His thesis is rooted in regulatory momentum and institutional buying and selling conduct. “Now that the regulatory path is evident, there will probably be a proliferation of latest regulated futures merchandise launched within the US,” Perkins wrote. “As crypto enters its institutional period, demand will probably be off the charts as a result of foundation buying and selling will probably be their first step. This will breathe life again into alts.”

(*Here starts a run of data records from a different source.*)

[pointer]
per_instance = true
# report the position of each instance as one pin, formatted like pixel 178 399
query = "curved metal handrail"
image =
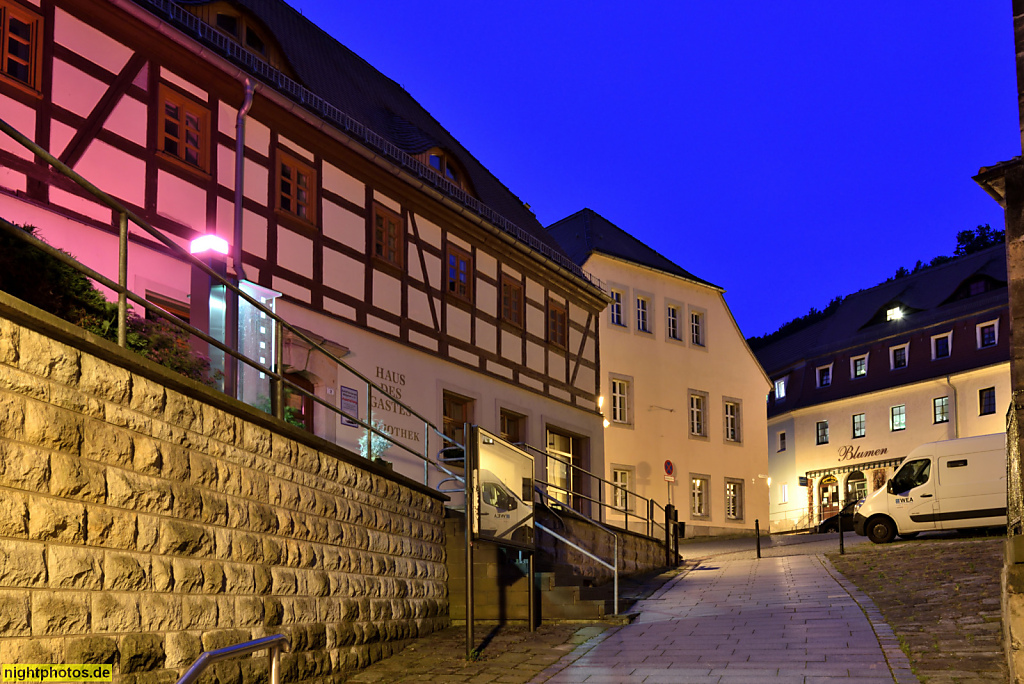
pixel 275 644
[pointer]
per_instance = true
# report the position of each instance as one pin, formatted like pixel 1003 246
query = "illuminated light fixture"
pixel 208 244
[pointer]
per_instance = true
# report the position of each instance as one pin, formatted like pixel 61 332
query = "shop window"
pixel 734 500
pixel 457 412
pixel 511 427
pixel 699 505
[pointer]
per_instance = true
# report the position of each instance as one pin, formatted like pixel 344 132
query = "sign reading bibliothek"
pixel 349 404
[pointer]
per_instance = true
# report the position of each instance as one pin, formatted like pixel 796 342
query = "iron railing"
pixel 274 372
pixel 274 645
pixel 613 566
pixel 647 518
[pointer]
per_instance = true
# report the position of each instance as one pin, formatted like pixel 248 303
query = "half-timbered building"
pixel 360 217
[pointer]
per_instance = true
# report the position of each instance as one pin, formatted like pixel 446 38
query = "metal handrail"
pixel 587 472
pixel 614 537
pixel 274 644
pixel 124 295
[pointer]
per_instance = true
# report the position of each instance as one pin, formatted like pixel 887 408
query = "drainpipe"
pixel 240 162
pixel 955 410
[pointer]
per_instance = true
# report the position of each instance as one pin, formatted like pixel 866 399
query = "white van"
pixel 950 484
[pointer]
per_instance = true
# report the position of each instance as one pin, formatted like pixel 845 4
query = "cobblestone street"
pixel 941 597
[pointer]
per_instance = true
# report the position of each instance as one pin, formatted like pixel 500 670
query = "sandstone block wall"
pixel 140 525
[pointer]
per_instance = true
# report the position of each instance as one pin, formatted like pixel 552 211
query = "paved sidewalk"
pixel 775 620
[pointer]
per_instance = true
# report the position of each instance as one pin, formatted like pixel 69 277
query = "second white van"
pixel 952 484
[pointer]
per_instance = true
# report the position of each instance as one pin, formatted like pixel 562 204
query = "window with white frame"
pixel 942 345
pixel 643 314
pixel 898 356
pixel 897 418
pixel 734 499
pixel 623 476
pixel 821 432
pixel 697 332
pixel 699 506
pixel 615 310
pixel 620 400
pixel 986 401
pixel 822 376
pixel 858 425
pixel 858 367
pixel 731 413
pixel 698 413
pixel 672 323
pixel 987 334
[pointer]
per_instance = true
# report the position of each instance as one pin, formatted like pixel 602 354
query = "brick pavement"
pixel 774 620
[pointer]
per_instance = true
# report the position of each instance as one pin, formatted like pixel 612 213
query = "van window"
pixel 911 474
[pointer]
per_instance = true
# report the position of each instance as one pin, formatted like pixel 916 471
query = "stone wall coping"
pixel 46 324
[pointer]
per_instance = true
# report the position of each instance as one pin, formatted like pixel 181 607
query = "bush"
pixel 47 283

#5 No Market-Structure Bill
Not every thing is acceleration. Perkins’ fifth prediction: a comprehensive market structure bill “is not going to be handed,” blaming political calendar gravity. “Sorry guys, this one goes to be too tough. Midterms will take the oxygen out of the room,” he wrote.
#6 New ATHs For Bitcoin And ETH
Despite that, he nonetheless expects new highs within the majors, calling for bitcoin at $150,000 and ether above $5,000. “BTC and $ETH will hit ATHs,” Perkins wrote. “BTC hits $150,000; ETH makes passes $5,000. Institutional adoption makes this attainable.”
#7 NFTs Return, But Not As Jpegs
Finally, Perkins forecast an NFT revival with a format change. “NFTs will make a comeback, however model 2.0 is not going to be jpegs,” he wrote, carving out an exception for CryptoPunks whereas dismissing a broader JPEG-led resurgence. Instead, he expects “monetary, non-fungible tokens,” probably tied to “individualized, tokenized safety/yield vaults.”
At press time, the entire crypto market cap stood at $2.94 trillion.